A escola pode ser responsabilizada administrativamente por descumprimento de obrigação legal, sujeitando-se a:

  • Advertências;
  • Multas administrativas;
  • Suspensão temporária de atividades;
  • Cancelamento de autorização de funcionamento (em casos gravíssimos).

Representação ao Ministério Público

O Conselho Tutelar, ao tomar conhecimento da omissão da escola, pode representar ao Ministério Público, que poderá:

  • Instaurar procedimento administrativo para apurar responsabilidades;
  • Ajuizar ação civil pública para obrigar a escola a cumprir a obrigação legal;
  • Promover ação penal, se configurado crime.

Como o tema pode ser cobrado em concursos públicos?

A Lei nº 15.231/2025 é novidade legislativa e tem grande potencial de cobrança nas próximas provas, especialmente em concursos de Magistratura, Ministério Público, Defensoria Pública e Delegado de Polícia. Veja como o tema pode aparecer:

Enunciado (Questão inédita — estilo CESPE/CEBRASPE):

Maria, diretora de uma escola pública municipal, tomou conhecimento de que João, aluno de 14 anos, tentou suicídio no banheiro da escola. Maria comunicou imediatamente os pais de João, mas não notificou o Conselho Tutelar, por entender que a comunicação aos pais era suficiente. Considerando a situação hipotética e a legislação vigente, assinale a alternativa correta:

(A) Maria agiu corretamente, pois a comunicação aos pais dispensa a notificação ao Conselho Tutelar.
(B) Maria deveria ter notificado o Conselho Tutelar, pois a Lei nº 15.231/2025 impõe essa obrigação aos estabelecimentos de ensino nos casos de tentativa de suicídio.
(C) A notificação ao Conselho Tutelar só seria obrigatória se João tivesse consumado o suicídio.
(D) A omissão de Maria não gera qualquer consequência jurídica, pois a Lei nº 15.231/2025 não prevê sanções para o descumprimento da obrigação de notificar.
(E) A notificação ao Conselho Tutelar viola o direito à intimidade de João, sendo, portanto, inconstitucional.

Gabarito: B

(A) Incorreta: A comunicação aos pais não dispensa a notificação ao Conselho Tutelar. São obrigações distintas e cumulativas. O art. 12, VIII, “b”, da LDB, na redação dada pela Lei nº 15.231/2025, estabelece o dever legal de notificar o Conselho Tutelar nos casos de violência que envolvam alunos, especialmente tentativas de suicídio.

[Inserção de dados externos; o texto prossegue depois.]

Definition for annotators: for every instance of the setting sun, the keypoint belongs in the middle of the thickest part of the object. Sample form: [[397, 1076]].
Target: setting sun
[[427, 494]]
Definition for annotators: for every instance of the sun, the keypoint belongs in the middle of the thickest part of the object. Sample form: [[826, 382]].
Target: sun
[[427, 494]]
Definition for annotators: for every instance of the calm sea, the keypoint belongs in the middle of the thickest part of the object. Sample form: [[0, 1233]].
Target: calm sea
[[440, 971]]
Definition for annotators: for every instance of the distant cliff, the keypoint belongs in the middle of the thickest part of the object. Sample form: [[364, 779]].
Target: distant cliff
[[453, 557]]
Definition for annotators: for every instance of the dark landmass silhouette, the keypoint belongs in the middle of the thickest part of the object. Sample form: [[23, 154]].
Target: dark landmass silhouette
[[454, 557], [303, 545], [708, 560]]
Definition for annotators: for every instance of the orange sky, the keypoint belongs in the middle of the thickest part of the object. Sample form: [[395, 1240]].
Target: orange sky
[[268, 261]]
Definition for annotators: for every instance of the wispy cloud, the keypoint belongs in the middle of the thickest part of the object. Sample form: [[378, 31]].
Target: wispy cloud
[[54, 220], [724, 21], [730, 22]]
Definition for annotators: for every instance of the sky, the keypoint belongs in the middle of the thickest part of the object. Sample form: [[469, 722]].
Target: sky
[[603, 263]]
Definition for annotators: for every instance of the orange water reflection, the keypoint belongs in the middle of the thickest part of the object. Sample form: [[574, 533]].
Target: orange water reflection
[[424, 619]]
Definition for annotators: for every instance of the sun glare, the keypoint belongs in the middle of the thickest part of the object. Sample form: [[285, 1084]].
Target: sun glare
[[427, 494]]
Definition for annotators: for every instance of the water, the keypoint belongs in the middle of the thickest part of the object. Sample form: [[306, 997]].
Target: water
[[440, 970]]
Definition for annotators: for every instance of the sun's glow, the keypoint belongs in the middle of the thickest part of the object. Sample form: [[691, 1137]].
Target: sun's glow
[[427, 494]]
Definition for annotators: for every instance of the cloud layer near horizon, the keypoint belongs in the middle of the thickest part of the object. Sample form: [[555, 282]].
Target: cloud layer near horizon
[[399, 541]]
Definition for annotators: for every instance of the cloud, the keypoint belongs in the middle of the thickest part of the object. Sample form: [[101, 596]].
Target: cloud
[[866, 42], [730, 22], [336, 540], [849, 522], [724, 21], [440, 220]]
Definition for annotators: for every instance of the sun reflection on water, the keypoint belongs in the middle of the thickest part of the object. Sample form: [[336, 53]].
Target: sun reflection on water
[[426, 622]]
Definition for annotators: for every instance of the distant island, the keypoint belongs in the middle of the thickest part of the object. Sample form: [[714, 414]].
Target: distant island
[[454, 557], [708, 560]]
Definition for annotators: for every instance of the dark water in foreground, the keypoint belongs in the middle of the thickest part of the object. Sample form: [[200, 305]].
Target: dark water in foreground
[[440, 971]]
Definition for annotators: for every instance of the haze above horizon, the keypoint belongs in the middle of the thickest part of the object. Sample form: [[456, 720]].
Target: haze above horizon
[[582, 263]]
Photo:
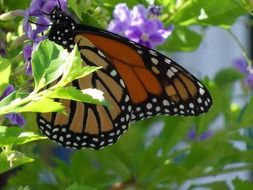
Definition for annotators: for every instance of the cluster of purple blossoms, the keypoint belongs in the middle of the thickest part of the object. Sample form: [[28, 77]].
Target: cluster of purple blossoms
[[39, 9], [242, 65], [14, 118], [140, 24]]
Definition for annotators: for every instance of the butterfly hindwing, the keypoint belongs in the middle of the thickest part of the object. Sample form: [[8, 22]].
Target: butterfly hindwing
[[138, 83]]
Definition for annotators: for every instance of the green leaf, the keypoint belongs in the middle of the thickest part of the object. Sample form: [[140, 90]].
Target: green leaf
[[182, 39], [39, 106], [16, 136], [246, 116], [242, 184], [73, 67], [75, 186], [227, 77], [71, 93], [12, 159], [47, 63], [5, 70], [204, 12], [214, 185]]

(B) Correta: Maria deveria ter notificado o Conselho Tutelar, conforme determina o art. 12, VIII, “b”, da LDB. A omissão pode gerar responsabilização civil da escola e até mesmo responsabilização penal de Maria pelo crime de prevaricação (art. 319 do CP), caso a omissão seja dolosa.

(C) Incorreta: A lei expressamente menciona tentativas de suicídio, e não apenas suicídios consumados. A notificação é obrigatória em ambos os casos.

(D) Incorreta: A omissão gera diversas consequências jurídicas:

  • Responsabilidade civil da escola por eventuais danos causados ao aluno;
    • Possibilidade de responsabilização penal de Maria pelo crime de prevaricação (art. 319 do CP);
    • Infração administrativa prevista no art. 245 do ECA (comunicação obrigatória de casos de maus-tratos);
    • Representação ao Ministério Público pelo Conselho Tutelar.

(E) Incorreta: A notificação não viola o direito à intimidade, pois está prevista em lei (art. 12, VIII, “b”, da LDB) e tem por objetivo proteger bem jurídico superior (vida, saúde e proteção integral de crianças e adolescentes — art. 227 da CF/88). Além disso, o Conselho Tutelar está sujeito ao dever de sigilo, o que preserva a intimidade do aluno.

Conclusão: a escola como protagonista na proteção da vida de crianças e adolescentes

A Lei nº 15.231/2025 representa um avanço significativo na proteção de crianças e adolescentes, ao reconhecer a escola como instância fundamental do sistema de garantia de direitos. A obrigação de notificar casos de automutilação, tentativa de suicídio e outras formas de violência permite a atuação tempestiva do Conselho Tutelar e da rede de proteção, potencialmente salvando vidas.

A Constituição determina que crianças e adolescentes sejam colocados a salvo de toda forma de violência (art. 227, caput). A Lei nº 15.231/2025 é instrumento para a efetivação desse mandamento constitucional. Cabe a nós, futuros magistrados, promotores, defensores e delegados, conhecer e aplicar corretamente a lei, sempre em defesa da vida e da dignidade dos mais vulneráveis.